At the core of all these issues is the much more important question of the Catholic institution’s poverty of discourse on the question of homosexuality. Because every issue concerning lesbian and gay people is seen through the lens of sexual ethics, there is precious little else that can be said that does not echo a sexual perspective. The contemporary hierarchy’s focus on the sexual issues of lesbian and gay people has prevented these leaders from developing any other discourse on homosexuality. Catholic thought in the area of homosexuality desperately needs to mature beyond the level of “Don’t.”

For example, while church officials express in their documents that lesbian and gay people should be accepted with “compassion, respect, and sensitivity” (according to the catechism), why has this line of argument never been developed or applied to real-life situations with the vigor that the teaching on sexual expression is applied to policy questions of relationship and marriage? No hierarchical statements were issued when the national conversation was focused on the topic of bullying toward sexual and gender minorities that results in a higher rate of suicide for them. Similarly, there has been no serious thought given to the question of employment of lesbian and gay people other than in simply applying sexual prohibitions.

Austrian Cardinal Christoph Schönborn’s recent support of the election of Florian Stangl, a partnered gay man, to his parish council offers a precedent that other prelates can emulate. Dialogue, not dismissal, was Schönborn’s approach. (See story.)

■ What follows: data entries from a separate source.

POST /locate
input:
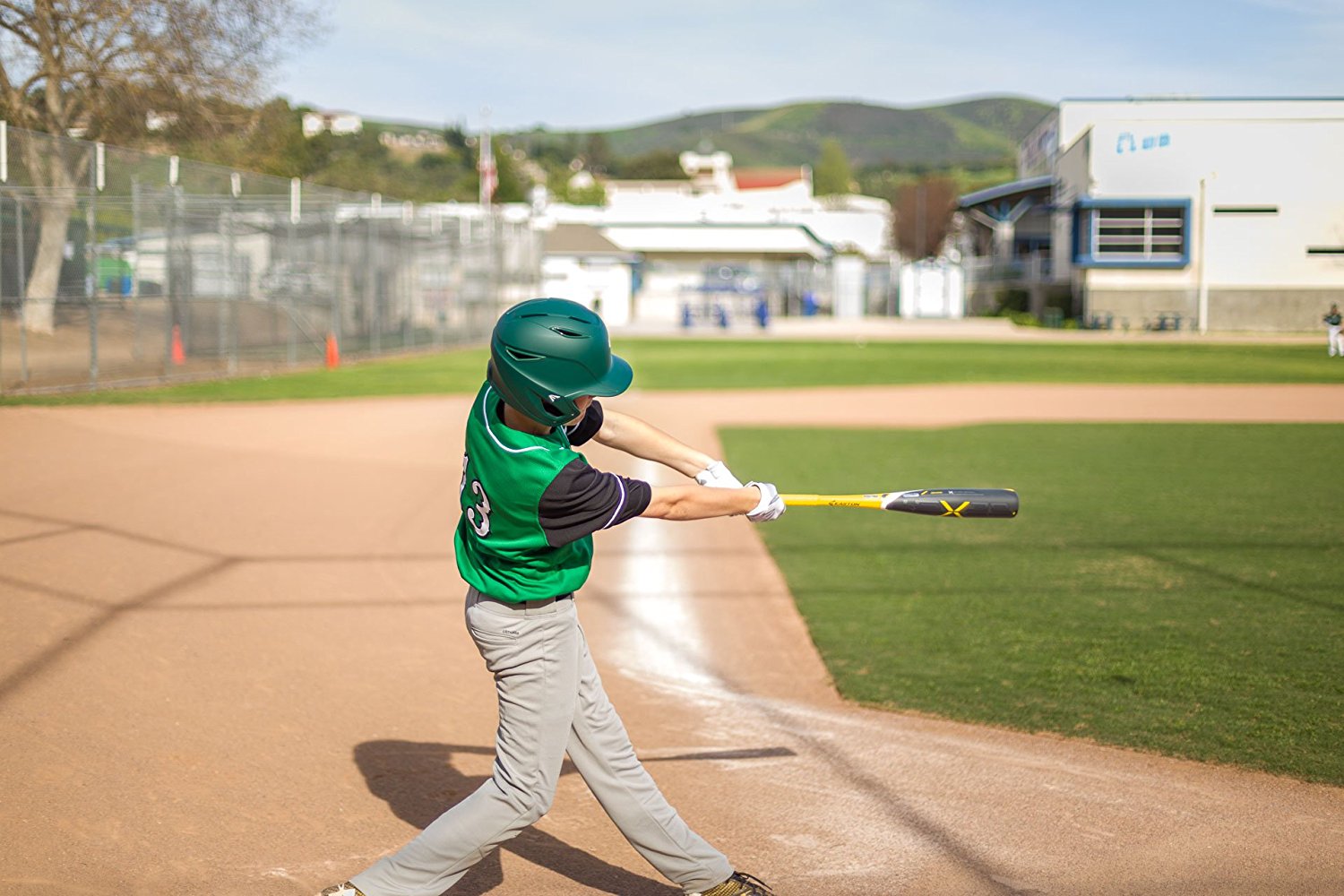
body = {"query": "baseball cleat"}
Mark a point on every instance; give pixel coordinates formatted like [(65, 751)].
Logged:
[(341, 890), (738, 885)]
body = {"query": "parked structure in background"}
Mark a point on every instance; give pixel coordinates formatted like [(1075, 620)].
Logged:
[(1207, 214), (779, 242)]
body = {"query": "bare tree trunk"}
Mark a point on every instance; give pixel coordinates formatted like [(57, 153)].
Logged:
[(53, 222), (56, 168)]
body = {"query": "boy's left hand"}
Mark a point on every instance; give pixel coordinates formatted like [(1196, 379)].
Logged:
[(718, 476)]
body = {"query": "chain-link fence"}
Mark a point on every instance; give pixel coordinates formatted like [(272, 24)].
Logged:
[(121, 266)]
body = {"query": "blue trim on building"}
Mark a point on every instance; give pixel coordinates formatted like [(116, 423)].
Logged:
[(1089, 260)]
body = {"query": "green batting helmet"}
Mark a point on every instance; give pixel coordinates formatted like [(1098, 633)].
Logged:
[(546, 352)]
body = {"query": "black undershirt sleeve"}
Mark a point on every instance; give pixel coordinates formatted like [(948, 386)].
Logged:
[(581, 500)]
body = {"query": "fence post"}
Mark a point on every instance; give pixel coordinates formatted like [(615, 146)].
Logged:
[(333, 268), (23, 296), (2, 279), (91, 263), (290, 352), (228, 335), (371, 277)]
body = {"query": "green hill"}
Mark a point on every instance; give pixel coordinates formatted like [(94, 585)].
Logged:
[(973, 132)]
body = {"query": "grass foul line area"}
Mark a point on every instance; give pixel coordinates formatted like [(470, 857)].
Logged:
[(1167, 587)]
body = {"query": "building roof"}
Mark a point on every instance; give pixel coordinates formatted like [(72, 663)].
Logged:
[(766, 177), (792, 241), (1004, 191), (578, 239)]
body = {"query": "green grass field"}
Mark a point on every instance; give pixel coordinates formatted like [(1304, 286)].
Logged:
[(690, 365), (1168, 587)]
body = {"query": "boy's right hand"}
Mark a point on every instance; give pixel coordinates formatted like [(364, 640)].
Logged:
[(771, 506)]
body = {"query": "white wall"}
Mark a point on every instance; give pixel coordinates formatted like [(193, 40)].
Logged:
[(590, 281), (1293, 166)]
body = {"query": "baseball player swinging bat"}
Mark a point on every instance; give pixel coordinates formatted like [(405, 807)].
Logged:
[(996, 504)]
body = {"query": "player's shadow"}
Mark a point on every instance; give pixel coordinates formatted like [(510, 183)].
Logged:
[(418, 782)]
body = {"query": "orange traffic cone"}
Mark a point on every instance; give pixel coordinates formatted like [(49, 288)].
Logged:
[(179, 357), (332, 351)]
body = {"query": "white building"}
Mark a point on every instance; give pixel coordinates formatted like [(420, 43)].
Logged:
[(725, 241), (1220, 214), (581, 265), (338, 123)]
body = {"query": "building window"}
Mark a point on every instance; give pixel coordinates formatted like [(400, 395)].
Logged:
[(1132, 233)]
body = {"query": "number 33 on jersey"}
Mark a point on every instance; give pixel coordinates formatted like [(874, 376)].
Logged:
[(478, 514)]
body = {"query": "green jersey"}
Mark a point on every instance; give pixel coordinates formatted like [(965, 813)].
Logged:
[(531, 504)]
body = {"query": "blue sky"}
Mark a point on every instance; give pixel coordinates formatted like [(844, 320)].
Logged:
[(605, 64)]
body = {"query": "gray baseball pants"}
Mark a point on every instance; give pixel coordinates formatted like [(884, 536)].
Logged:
[(550, 702)]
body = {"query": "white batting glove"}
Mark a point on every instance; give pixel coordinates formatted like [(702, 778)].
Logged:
[(718, 476), (771, 506)]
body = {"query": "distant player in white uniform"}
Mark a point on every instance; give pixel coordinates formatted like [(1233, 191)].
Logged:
[(524, 546), (1332, 332)]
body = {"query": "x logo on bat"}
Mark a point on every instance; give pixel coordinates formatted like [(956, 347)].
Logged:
[(953, 511)]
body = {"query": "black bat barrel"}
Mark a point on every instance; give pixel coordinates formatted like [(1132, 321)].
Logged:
[(1000, 504)]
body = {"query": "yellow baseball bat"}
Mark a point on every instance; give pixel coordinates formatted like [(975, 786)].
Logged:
[(995, 504)]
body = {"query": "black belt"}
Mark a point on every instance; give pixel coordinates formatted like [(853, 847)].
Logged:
[(527, 605)]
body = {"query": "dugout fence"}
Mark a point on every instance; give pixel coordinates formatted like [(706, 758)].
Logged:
[(120, 266)]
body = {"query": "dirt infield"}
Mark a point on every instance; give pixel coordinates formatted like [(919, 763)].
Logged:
[(231, 661)]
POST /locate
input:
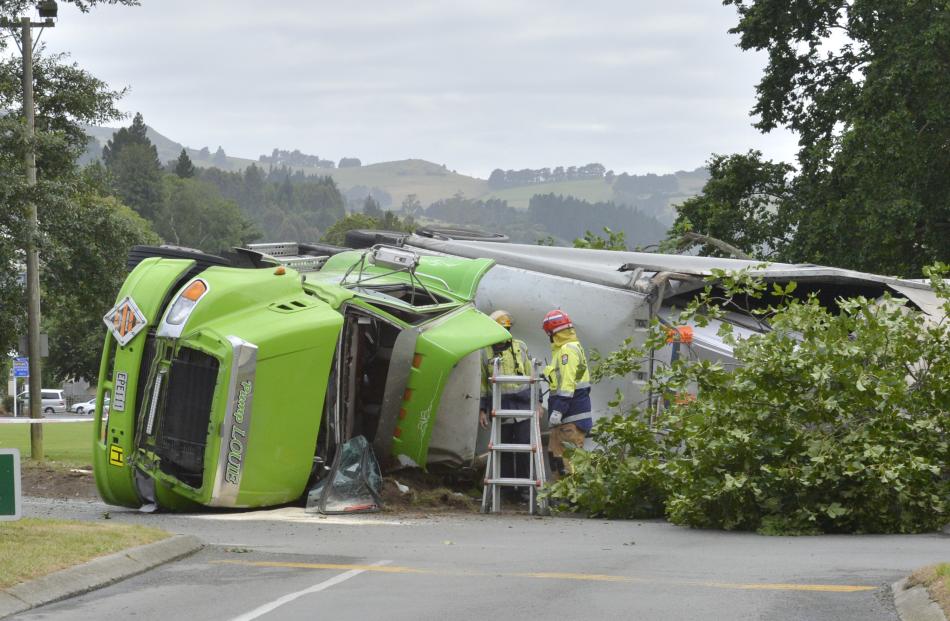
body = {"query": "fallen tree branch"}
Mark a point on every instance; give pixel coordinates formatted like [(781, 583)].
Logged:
[(690, 239)]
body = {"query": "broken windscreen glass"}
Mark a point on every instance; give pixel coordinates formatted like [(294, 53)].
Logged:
[(354, 482)]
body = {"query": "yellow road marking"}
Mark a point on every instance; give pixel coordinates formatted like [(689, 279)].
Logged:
[(385, 569), (395, 569)]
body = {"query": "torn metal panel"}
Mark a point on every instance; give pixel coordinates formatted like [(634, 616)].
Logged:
[(680, 273)]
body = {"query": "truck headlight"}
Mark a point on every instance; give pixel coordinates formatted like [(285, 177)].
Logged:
[(182, 308)]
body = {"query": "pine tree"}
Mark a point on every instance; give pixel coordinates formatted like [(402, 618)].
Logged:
[(183, 166)]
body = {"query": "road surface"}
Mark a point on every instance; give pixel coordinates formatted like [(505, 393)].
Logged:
[(284, 564)]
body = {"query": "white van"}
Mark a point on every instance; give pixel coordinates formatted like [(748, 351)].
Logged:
[(53, 401)]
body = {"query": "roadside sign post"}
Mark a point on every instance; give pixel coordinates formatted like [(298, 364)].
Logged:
[(21, 368), (11, 506)]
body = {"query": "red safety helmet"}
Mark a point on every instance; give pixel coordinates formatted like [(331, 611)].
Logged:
[(555, 321)]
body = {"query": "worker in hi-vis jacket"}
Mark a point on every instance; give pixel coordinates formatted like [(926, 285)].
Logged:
[(569, 417)]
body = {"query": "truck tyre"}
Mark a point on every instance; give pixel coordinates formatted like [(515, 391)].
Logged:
[(366, 238), (438, 232), (202, 260)]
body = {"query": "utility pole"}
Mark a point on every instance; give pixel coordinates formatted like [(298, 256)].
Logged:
[(48, 11), (32, 253)]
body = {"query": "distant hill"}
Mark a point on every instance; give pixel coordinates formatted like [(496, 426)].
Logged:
[(653, 195)]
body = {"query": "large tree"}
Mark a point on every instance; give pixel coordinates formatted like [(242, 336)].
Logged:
[(864, 84), (84, 235)]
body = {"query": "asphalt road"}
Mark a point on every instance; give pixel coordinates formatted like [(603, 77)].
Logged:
[(283, 564)]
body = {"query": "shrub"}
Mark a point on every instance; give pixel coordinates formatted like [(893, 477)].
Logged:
[(624, 478), (836, 420)]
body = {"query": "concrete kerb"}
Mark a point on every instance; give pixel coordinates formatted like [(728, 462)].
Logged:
[(915, 604), (95, 574)]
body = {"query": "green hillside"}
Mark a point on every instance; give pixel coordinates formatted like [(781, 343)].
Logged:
[(431, 182), (593, 190)]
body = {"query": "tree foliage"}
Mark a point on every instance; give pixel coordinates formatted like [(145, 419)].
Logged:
[(84, 234), (746, 202), (835, 420), (389, 221), (863, 84), (184, 168), (197, 216)]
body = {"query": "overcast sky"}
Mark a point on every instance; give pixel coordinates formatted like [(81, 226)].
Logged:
[(638, 86)]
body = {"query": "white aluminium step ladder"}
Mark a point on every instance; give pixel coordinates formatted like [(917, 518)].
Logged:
[(491, 494)]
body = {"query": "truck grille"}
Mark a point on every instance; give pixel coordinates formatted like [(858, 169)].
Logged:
[(183, 427)]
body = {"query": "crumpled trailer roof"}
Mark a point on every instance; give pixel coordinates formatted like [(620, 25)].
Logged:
[(635, 270)]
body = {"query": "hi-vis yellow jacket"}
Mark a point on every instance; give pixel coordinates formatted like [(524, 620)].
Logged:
[(568, 377), (514, 361)]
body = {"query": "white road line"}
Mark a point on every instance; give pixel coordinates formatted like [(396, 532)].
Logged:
[(320, 586)]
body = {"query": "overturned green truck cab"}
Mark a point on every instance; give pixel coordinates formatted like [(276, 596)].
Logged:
[(234, 386)]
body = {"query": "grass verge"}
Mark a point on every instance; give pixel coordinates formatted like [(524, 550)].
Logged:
[(937, 580), (32, 547), (67, 443)]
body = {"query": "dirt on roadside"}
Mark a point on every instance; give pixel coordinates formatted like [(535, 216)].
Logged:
[(54, 480)]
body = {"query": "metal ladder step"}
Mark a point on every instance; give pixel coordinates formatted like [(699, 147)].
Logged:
[(513, 448), (512, 413), (514, 379), (514, 482)]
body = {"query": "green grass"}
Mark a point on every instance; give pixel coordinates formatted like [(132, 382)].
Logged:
[(32, 547), (937, 580), (69, 443)]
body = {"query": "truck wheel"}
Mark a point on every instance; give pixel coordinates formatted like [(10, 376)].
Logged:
[(438, 232), (203, 261), (366, 238)]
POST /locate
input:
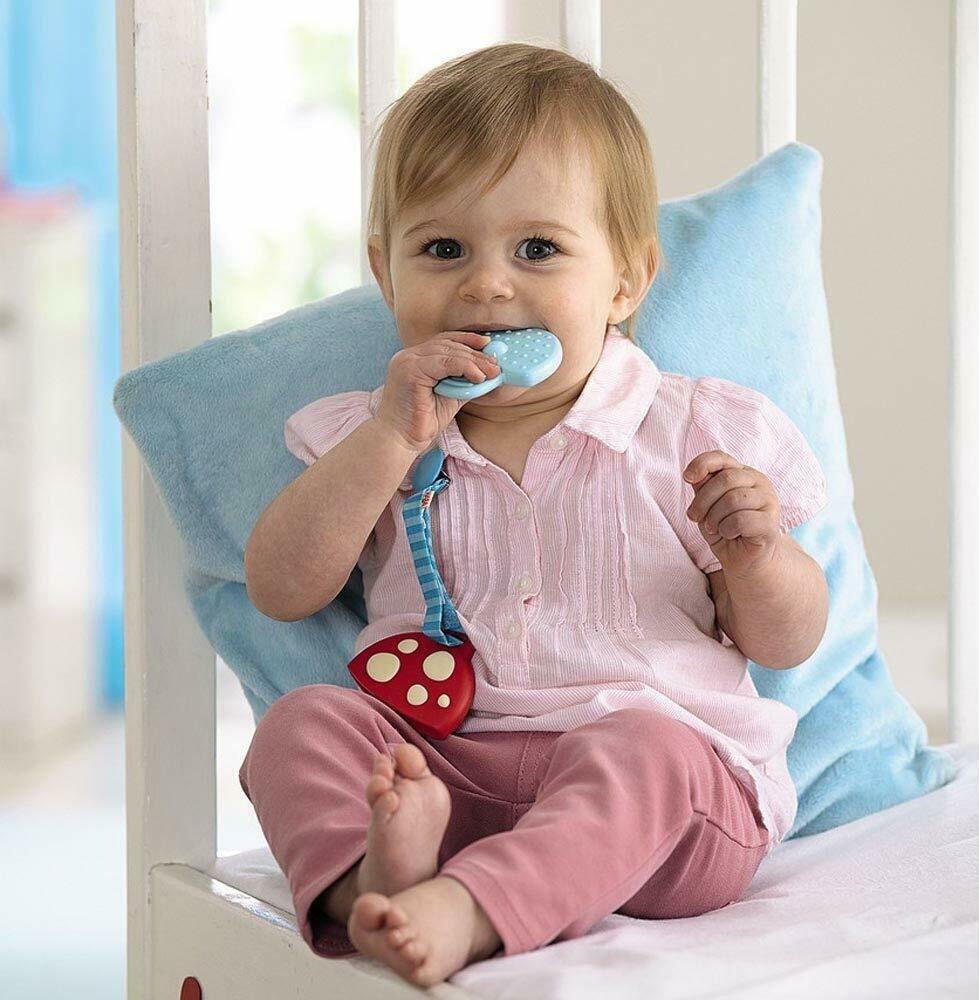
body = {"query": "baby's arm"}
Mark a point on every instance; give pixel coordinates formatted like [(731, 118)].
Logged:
[(308, 540), (777, 617)]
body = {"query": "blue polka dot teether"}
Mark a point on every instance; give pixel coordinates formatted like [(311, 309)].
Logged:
[(427, 677), (525, 357)]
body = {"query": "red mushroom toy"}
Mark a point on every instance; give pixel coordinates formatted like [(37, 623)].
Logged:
[(430, 684)]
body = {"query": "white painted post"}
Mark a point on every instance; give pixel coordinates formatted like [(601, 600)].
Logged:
[(963, 539), (777, 55), (581, 30), (378, 88), (165, 272)]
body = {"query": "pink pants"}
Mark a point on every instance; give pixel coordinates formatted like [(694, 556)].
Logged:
[(549, 831)]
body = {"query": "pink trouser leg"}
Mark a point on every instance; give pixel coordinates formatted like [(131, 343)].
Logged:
[(550, 832), (306, 773), (634, 813)]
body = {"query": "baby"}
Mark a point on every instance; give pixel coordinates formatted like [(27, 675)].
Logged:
[(614, 539)]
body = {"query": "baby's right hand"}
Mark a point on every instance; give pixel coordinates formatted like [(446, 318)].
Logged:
[(409, 406)]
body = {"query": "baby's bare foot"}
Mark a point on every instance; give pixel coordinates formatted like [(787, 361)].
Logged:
[(410, 812), (426, 933)]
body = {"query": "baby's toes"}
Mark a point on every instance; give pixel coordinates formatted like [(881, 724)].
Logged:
[(414, 951), (396, 917)]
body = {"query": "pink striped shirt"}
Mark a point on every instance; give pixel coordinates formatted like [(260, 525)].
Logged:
[(583, 589)]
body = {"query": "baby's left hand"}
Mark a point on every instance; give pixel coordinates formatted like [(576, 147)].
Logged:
[(737, 511)]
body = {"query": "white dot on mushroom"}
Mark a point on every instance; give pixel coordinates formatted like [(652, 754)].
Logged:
[(439, 666), (381, 667), (417, 695)]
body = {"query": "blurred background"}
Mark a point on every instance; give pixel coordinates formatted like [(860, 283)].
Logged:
[(285, 229)]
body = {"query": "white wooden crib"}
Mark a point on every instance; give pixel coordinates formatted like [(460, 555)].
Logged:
[(191, 933)]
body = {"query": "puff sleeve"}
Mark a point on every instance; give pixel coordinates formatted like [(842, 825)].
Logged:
[(324, 423), (743, 422)]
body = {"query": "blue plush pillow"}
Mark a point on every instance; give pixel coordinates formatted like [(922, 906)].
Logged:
[(741, 299)]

If the employment of lesbian and gay people in church institutions does not get resolved more positively than the recent American cases above exhibit, the church stands to lose its position as an effective agent for good in the world. Not only will the church lose the gifts, talents and expertise of the many lesbian and gay people it currently employs, but church institutions with professional standing, such as hospitals and universities, will lose their ability to attract qualified personnel, both heterosexual and homosexual. For the good of gay and lesbian people, the church, the world and themselves, Catholic leaders need to learn to expand their ability to think, speak and act on homosexuality. If they don’t, we will all be bereft.

[Francis DeBernardo is executive director of New Ways Ministry, whose members are gay, lesbian, bisexual, transgender and questioning Catholics and church personnel ministering to them.]